Read this recent feature story on Mary and her ministry: “In Living Memory: Netherlands-based CBF field personnel helps meet needs of Ukrainian refugees”

Eddie Aldape — Albacete, Spain (previously Slovakia)

Eddie Aldape serves alongside his wife, Macarena, as a CBF field personnel in Albacete, Spain. He recently spent a month in Slovakia providing emergency relief to refugees. Here are a few brief updates from Eddie, who has returned to Spain:

  • Continue reaching out to Ukrainian families in Albacete for weekly prayer, support and updates
  • Assisted a mother and son with funds for travel from Ukraine to Poland and then Poland to Spain
  • Assisted family members escape from one area to a safer area as they are not able to leave
  • Some of the people we are assisting with funds in Ukraine are sharing with others that don't have assistance from outside.

Read more about Eddie’s ministry here: “CBF’s Eddie Aldape works long days to move Ukrainian refugees through Slovakia.”

Please give generously to the Ukraine Relief Fund at www.cbf.net/ukraine.

Additional Reading:
Ukraine Update — April 26 here.
Ukraine Update — April 12 here.
Ukraine Update — April 5 here.
Ukraine Update — March 29 here.
Ukraine Update — March 22 here.
Ukraine Update — March 15 here.
Ukraine Update — March 8 here.

CBF field personnel actively engaged

 

CBF field personnel and partners are ministering to those affected by the Russian invasion of Ukraine.

  • CBF field personnel Gennady and Mina Podgaisky have served in Kyiv, Ukraine, for 20 years. From a safe location in the U.S., they remain in constant contact with Ukrainian pastors and leaders, conducting grief counseling, helping Ukrainians find safe locations and providing financially support for those fleeing the country.
  • Dianne and Shane McNary have served as CBF field personnel in Slovakia since 2004 and live in Poprad.
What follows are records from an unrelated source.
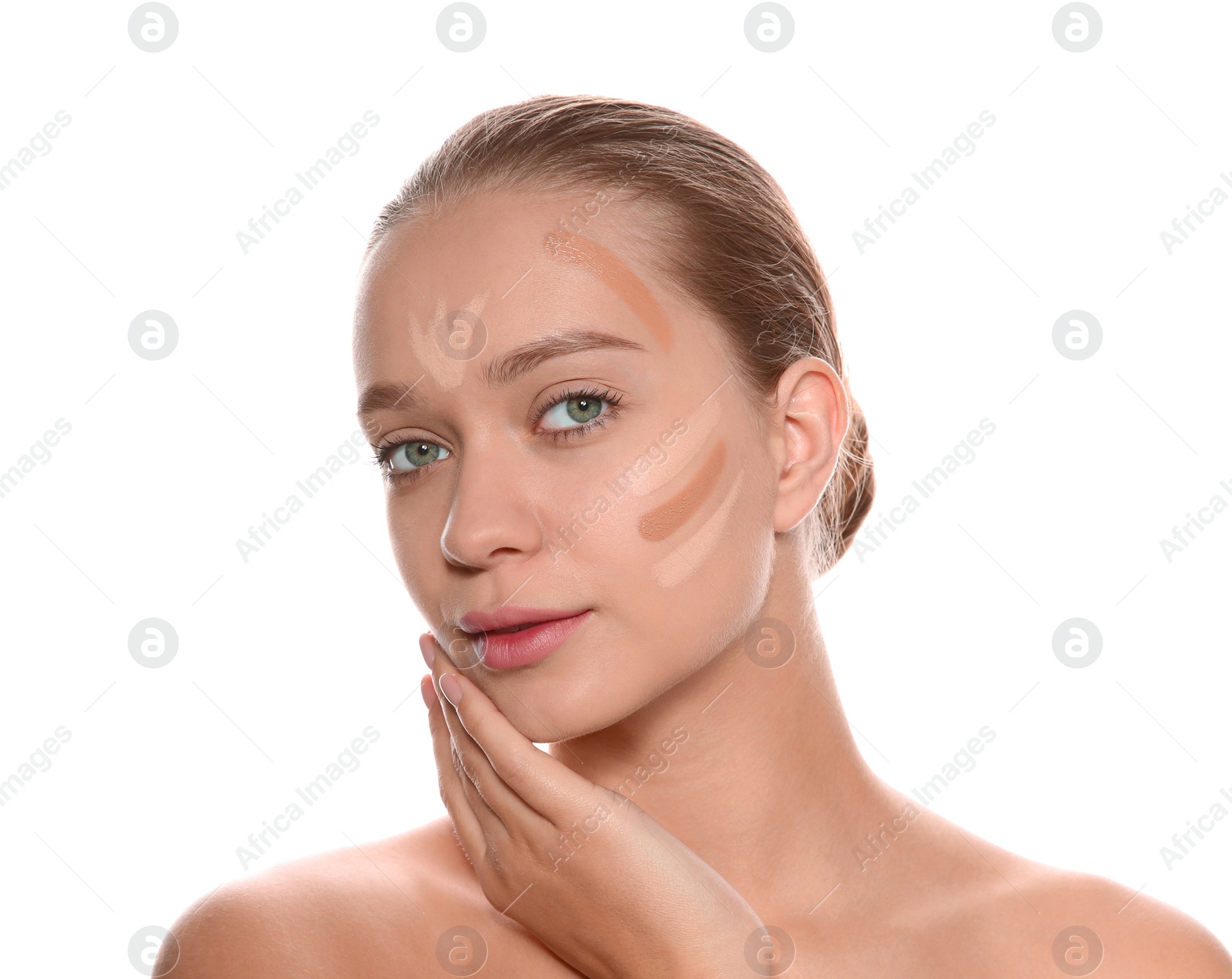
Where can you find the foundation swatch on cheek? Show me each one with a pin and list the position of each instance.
(683, 451)
(675, 514)
(614, 274)
(685, 560)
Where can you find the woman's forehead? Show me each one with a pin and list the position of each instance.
(514, 271)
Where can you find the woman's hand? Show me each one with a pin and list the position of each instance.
(583, 868)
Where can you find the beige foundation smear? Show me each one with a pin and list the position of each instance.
(675, 514)
(684, 560)
(683, 451)
(614, 274)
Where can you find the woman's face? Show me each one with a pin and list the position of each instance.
(568, 436)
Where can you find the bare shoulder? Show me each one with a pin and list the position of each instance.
(1133, 934)
(1055, 921)
(1029, 919)
(371, 911)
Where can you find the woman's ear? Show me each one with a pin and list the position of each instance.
(808, 426)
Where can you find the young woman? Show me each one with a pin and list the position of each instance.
(598, 363)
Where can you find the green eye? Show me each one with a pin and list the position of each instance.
(416, 455)
(577, 410)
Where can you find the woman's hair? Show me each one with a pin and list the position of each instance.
(718, 228)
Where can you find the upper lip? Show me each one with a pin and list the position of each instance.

They are preparing and organizing places to be used as a refugee stop-overs by Ukrainians moving into and through Slovakia. The McNarys are also providing children’s activities for the refugee families at these sites.
  • CBF field personnel Mary Van Rheenen, who has served in Europe since 1996, is also working to support Ukrainian refugees through partners in Moldova.
  • Matt and Michelle Norman have served as CBF field personnel in Spain since 2011. Matt is the CBF liaison to the European Baptist Federation and its response to the Ukraine crisis.
  • Cindy and Eddy Ruble have served as field personnel in Malaysia since 1998. Eddy Ruble directs CBF’s international disaster response efforts and serves as a liaison to the Baptist World Alliance Forum for Aid and Development (BFAD).

  • Alicia and Jeff Leehave served as field personnel in Macedonia since 2011, where they engage in holistic, relational and healing ministries among the ethnic groups of Skopje, including ongoing ministries with refugee populations.

  • Eddie Aldape serves as a field personnel in Spain, and has traveled to Slovakia to serve Ukrainian refugees alongside Shane and Dianne McNary.